As a follow-up to my posts on the testing and releng lists I met today with James Laska, Jesse Keating, Bill Nottingham, Paul Frields to harness the power of Fedora Talk and Gobby to hammer out the Release Engineering and QA schedules.
It took a little longer than I had hoped (1.5 hours), but one can only imagine how long it would have taken if we had continued the route we were going over email. I don’t think we would have come up with as many good ideas or ways to make the task flow as well either. I keep saying it, but I’m not sure how many people agree–sometimes we just get more done when we talk on the phone and have something we can all see an interact with–no matter where we were. In contrast to to our Design meeting on Friday, this time we had two people on the west coast collaborating with three people on the east coast–all in different locations!

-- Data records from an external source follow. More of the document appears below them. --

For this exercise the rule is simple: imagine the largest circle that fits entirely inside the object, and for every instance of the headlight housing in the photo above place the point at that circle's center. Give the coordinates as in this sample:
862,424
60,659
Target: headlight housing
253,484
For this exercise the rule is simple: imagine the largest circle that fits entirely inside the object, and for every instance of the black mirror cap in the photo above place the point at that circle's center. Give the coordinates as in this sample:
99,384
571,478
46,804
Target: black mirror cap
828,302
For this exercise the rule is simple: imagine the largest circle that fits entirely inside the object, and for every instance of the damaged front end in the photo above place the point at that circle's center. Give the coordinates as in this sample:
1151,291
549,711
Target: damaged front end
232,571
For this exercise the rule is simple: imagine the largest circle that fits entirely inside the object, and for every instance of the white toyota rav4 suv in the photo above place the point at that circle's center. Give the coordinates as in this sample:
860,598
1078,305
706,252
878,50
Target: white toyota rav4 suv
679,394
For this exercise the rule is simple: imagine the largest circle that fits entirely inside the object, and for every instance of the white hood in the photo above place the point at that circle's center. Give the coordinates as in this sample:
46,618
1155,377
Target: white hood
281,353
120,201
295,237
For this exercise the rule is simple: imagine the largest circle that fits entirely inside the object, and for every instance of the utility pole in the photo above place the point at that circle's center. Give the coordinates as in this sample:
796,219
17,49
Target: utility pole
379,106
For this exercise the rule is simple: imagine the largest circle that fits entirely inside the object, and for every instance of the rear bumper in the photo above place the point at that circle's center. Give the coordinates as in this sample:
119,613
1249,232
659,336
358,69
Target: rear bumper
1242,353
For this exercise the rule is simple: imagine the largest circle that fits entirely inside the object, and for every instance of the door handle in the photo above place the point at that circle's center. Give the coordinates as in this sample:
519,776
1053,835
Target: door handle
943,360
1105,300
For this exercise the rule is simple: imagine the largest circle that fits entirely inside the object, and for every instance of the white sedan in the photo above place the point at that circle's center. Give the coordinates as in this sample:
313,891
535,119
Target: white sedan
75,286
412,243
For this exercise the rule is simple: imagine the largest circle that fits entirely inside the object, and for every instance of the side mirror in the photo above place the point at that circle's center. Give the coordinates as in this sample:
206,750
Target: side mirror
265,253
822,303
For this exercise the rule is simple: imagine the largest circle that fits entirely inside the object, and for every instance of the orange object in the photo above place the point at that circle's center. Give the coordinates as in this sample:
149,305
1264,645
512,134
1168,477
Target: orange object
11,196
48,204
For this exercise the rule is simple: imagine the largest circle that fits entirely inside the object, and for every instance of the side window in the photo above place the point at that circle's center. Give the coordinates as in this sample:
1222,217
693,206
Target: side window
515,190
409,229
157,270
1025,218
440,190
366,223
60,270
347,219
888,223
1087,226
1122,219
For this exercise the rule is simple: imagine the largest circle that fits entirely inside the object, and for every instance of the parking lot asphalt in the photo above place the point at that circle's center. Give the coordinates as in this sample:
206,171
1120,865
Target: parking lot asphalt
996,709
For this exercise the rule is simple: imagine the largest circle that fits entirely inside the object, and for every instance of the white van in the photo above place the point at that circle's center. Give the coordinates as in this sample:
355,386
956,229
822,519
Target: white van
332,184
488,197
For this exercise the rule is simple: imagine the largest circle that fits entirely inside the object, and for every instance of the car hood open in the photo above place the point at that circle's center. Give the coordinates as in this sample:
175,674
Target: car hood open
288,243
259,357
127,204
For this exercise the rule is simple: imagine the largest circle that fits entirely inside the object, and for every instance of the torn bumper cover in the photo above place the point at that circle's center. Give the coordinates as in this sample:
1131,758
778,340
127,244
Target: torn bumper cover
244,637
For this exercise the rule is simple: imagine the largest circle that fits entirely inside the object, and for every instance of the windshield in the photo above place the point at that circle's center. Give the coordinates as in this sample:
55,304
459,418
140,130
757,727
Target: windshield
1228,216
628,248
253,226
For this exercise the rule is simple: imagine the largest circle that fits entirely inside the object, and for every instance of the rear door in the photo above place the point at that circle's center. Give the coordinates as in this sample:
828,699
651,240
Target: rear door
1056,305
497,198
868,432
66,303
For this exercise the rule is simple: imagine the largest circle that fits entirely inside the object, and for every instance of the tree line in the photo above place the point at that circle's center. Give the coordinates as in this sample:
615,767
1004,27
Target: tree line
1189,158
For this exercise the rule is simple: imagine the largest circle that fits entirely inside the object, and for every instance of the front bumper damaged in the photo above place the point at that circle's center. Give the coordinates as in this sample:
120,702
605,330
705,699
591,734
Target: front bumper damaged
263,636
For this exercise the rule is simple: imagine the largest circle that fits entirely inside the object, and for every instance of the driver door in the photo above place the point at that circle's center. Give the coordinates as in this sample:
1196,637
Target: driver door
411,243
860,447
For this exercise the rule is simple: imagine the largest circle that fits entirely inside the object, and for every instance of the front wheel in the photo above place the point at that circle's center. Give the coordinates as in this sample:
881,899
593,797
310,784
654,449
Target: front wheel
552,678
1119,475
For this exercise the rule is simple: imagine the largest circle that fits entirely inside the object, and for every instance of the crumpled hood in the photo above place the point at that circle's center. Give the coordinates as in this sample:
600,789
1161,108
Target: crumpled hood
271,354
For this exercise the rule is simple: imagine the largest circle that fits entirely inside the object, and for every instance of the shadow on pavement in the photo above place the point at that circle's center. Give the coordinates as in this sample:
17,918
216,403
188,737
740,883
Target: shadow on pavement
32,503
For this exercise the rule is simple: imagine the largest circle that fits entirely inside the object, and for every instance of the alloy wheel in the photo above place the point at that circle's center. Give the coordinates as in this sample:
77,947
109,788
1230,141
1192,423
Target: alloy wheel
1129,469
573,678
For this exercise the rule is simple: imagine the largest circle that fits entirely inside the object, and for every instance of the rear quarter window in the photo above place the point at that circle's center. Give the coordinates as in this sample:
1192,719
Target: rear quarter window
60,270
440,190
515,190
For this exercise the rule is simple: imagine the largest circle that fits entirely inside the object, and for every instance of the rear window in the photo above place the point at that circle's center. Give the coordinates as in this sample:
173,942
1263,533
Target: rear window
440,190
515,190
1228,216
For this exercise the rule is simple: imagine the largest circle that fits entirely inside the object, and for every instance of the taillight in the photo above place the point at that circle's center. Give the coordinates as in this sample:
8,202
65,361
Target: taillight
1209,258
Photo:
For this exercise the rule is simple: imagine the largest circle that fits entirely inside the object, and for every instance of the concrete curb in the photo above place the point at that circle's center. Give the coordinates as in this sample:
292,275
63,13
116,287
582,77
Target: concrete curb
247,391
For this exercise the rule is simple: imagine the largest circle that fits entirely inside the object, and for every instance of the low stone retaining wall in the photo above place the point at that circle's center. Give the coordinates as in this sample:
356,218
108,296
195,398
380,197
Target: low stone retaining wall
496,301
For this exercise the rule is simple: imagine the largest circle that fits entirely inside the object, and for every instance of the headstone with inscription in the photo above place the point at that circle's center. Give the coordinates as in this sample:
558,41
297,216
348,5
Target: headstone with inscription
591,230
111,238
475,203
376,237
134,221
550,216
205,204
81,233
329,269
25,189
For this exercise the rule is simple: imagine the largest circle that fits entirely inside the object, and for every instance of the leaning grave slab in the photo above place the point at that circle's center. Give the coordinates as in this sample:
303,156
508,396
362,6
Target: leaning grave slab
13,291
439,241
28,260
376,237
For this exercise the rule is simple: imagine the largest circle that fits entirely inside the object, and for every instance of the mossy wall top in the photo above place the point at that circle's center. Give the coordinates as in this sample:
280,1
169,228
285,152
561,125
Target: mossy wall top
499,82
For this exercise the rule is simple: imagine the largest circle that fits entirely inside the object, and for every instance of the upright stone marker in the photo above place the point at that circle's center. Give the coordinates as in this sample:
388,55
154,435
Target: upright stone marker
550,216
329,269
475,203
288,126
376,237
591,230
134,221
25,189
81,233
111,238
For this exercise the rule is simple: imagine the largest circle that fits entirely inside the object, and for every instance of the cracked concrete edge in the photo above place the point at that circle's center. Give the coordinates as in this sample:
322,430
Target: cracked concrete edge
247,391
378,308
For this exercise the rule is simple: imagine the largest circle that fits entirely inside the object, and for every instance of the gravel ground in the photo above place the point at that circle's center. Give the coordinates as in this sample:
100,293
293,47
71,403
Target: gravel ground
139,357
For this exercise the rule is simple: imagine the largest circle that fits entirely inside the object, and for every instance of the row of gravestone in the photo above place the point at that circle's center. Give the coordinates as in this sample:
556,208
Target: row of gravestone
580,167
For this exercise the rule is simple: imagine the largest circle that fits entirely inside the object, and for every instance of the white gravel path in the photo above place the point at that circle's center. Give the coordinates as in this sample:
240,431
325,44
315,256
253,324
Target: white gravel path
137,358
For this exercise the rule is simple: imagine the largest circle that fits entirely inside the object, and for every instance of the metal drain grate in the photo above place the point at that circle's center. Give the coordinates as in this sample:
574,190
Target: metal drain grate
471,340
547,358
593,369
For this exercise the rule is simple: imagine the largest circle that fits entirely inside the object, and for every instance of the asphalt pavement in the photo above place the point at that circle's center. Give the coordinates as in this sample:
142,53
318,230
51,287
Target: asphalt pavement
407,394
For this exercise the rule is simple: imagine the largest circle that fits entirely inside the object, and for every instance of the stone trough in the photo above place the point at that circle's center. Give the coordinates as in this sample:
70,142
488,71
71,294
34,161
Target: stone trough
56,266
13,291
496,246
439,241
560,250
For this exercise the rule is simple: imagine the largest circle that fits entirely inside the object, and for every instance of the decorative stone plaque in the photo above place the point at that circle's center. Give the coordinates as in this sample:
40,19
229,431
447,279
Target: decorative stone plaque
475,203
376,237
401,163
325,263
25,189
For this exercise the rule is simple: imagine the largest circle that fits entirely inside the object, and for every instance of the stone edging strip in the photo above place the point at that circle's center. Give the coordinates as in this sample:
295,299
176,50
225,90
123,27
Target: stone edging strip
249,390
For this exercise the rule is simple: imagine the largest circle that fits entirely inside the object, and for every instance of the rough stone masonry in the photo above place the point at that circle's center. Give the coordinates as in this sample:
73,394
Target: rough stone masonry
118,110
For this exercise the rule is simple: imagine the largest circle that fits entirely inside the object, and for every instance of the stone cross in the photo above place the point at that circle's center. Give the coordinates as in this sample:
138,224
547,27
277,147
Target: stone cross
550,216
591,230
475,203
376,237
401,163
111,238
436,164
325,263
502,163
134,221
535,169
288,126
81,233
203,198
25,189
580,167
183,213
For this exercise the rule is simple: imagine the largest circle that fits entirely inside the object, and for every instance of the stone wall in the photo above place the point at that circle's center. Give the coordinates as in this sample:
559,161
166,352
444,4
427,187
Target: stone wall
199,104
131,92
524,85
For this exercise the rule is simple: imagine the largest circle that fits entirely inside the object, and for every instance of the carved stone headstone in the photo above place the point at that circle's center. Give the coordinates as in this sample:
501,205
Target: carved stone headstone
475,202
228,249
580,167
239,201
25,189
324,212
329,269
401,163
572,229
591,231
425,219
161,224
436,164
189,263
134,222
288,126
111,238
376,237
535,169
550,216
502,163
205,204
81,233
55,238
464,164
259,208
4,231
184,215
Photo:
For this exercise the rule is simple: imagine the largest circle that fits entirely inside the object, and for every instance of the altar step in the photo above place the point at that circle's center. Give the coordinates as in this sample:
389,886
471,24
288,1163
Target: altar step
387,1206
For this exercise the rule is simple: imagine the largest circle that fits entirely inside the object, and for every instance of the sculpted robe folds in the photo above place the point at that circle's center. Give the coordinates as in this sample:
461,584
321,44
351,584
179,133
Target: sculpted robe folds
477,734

Check out the latest version of the Release Engineering schedule or add the iCal file to your favorite calendaring application.
Here is a summary of some of the interesting things that came out of the schedule discussion:
- we made sure there were enough blocker bug review meetings ahead of each freeze and test release candidate creation
- we will not create Release Candidates if there are bugs remaining on the the blocker list
- if we cannot create the Release Candidates because the blocker list is not clear we will move to slip the release a week
- at the final blocker review on Monday, 2009-10-26 if the blocker list is clear we will move forward with the release–regardless of what might be found after the fact because of the inability to unwind PR activities that have been set in motion.
I think this is a great move forward for setting forth how we propose to handle the end-game of our releases and also creating the contingency plans now. I’m a little sceptical of the last bullet because I have never seen Fedora be this inflexible. I’m also wondering if there is a little flexibility in the PR process that has been misunderstood. I’m sure we will figure out a good way to go about it.